Frédéric Gros rappelle comme nos sociétés modernes, organisées autour de la consommation, standardisent les comportements et les besoins, pour mieux écouler les stocks de marchandises produites. La démocratie devient alors le lieu où chacun affirme son identité, ses « préférences », ses prétentions, pour mieux se fondre dans une masse consommatrice.
« Le conformise « moderne » fait surgir une égalité cette fois de normalisation ».
Le conformisme est entretenu pour le « suc d’obéissance qu’il sécrète, sédatif des consciences. » (p118)
Obéissance, comme confort de ne pas avoir à rendre de comptes
A partir du célèbre procès Eichmann (nazi responsable de l’organisation de l’acheminement des juifs vers les camps) interroge ce qu’il reste de responsabilité individuelle quand on obéit ainsi à un système extrêmement organisé et hiérarchisé.
Il s’appuie sur deux visions du récit :
« le récit noir » : c’est affirmer qu’Eichmann est un être diaboliquement antisémite, une âme noire, responsable absolument de tout ce qu’elle a fait.

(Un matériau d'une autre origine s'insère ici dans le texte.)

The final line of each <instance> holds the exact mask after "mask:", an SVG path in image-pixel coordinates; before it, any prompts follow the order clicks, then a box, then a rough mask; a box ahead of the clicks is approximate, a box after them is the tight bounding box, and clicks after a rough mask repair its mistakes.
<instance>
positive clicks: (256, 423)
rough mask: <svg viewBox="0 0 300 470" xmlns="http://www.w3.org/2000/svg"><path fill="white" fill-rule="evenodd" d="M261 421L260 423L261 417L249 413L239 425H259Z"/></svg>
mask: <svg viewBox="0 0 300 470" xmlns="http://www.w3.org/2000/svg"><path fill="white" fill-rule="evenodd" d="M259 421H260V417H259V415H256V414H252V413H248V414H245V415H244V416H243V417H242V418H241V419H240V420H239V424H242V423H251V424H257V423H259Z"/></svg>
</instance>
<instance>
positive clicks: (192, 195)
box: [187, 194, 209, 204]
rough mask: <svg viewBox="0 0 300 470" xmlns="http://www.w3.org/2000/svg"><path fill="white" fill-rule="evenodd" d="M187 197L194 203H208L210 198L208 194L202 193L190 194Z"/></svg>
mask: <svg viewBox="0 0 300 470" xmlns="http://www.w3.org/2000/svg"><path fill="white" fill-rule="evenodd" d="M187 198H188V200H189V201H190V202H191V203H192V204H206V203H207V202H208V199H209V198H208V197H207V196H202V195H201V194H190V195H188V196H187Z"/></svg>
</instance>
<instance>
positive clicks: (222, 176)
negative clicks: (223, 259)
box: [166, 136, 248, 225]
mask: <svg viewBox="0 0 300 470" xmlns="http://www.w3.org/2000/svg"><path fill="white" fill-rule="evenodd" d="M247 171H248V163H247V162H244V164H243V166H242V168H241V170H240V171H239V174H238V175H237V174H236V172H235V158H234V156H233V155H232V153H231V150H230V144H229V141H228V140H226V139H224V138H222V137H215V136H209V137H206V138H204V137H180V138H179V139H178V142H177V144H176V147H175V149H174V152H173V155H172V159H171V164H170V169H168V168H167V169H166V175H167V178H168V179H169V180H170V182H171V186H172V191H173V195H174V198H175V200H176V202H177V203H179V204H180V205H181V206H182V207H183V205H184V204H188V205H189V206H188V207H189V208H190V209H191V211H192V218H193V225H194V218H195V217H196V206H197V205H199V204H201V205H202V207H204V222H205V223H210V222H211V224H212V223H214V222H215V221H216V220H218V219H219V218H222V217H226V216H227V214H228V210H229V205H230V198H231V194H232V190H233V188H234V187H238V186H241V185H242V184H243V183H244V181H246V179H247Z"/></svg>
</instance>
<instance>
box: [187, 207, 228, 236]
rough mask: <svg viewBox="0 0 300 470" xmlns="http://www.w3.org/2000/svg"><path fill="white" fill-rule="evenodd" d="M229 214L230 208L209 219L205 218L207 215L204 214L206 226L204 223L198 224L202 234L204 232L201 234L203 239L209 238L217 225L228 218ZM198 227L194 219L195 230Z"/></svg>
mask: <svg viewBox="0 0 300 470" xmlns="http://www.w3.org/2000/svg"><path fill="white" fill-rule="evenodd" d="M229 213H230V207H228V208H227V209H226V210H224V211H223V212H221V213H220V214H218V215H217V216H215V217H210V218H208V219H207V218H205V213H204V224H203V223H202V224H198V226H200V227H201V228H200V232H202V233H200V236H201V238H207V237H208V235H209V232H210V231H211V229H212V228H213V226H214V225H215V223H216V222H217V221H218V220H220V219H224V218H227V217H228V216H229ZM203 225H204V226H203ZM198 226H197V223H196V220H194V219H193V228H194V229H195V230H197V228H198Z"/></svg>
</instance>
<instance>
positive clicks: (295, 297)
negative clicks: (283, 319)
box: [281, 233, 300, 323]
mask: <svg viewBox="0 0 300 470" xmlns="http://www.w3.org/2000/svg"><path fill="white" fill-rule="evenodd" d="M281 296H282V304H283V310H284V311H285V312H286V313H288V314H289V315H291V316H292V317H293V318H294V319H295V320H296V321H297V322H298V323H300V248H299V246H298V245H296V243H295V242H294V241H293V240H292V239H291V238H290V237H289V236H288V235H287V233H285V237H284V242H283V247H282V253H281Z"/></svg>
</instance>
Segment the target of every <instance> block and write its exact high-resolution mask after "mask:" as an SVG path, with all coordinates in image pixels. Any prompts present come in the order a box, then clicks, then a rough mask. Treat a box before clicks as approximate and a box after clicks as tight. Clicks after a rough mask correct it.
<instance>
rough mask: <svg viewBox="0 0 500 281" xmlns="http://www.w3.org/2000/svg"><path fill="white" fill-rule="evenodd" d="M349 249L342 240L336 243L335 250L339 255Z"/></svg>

A punir à la hauteur du forfait. La limite de ce récit est qu’il omet toute la chaîne de responsabilités, de complicités qui ont rendu les actes possibles.
« le récit gris » : c’est affirmer la toute-puissance du système à asservir les hommes. Tous ne sont que des rouages qui ne voient pas la finalité de leur action. La bureaucratie, la modernité technique sont coupables. Ici, la limite, c’est que cela déresponsabilise chacun et risque d’effacer « la distinction entre le bourreau et la victime. »
Ici, l’auteur avec Arendt s’en prend à la « bêtise » de l’homme. Cette bêtise qui lui fait choisir le mal alors qu’il a le choix. Par entêtement, par loyauté à son engagement initial qui n’a rien à voir en termes de conséquences comparées à ses actes, il obéit. Il agit par « devoir moral ». Il fait même de son mieux, il surobéit, alors qu’il aurait pu obéir à minima, « de mauvaise grâce ». Or, « chacun est responsable de sa surobéissance. », chacun est responsable d’avoir arrêté de réfléchir, d’avoir suspendu voire perverti son jugement (l’importance de bien faire son travail… même si ce travail tue ou pollue).
« Ce qui paralyse les capacités de désobéissance, c’est bien la confrontation d’un individu seul avec une figure d’autorité, confirmée par une environnement institutionnelle et technique » (expérience Milgram)
En puisant dans l’expérience Milgram, l’auteur finit de montrer que l’on peut être prêt à obéir à tout, au pire, dès que l’obéissance nous permet de ne pas nous sentir responsable des conséquences… « Je ne voudrais pas être responsable de… » (p141)
« Cette capacité à se rendre soi-même aveugle et bête, cet entêtement à ne pas vouloir savoir, c’est cela, la « banalité du mal ». (p143)
Consentement
Nota bene : je reprends ici le développement et la vision de l’auteur. Toutefois, je montrerai dans un autre article qu’une autre lecture du consentement est possible avec Betty Martin et sa Roue du Consentement, beaucoup plus proche de ce que l’auteur appelle l’obligation éthique (voir plus bas).
« Le consentement est une obéissance libre, une aliénation volontaire, une contrainte pleinement acceptée. » (p147) « Consentir, c’est par un acte ponctuel entraver sa propre liberté, sur une durée et selon des modalités déterminées. » (p154)
Ici, l’auteur nous propose de sortir de la vision initiale d’un pouvoir politique qui ne s’imposerait que par la justice, la police et l’armée, de celle où l’homme obéirait par respect dû aux dirigeants vertueux ou par automatisme et habitude en homme automate.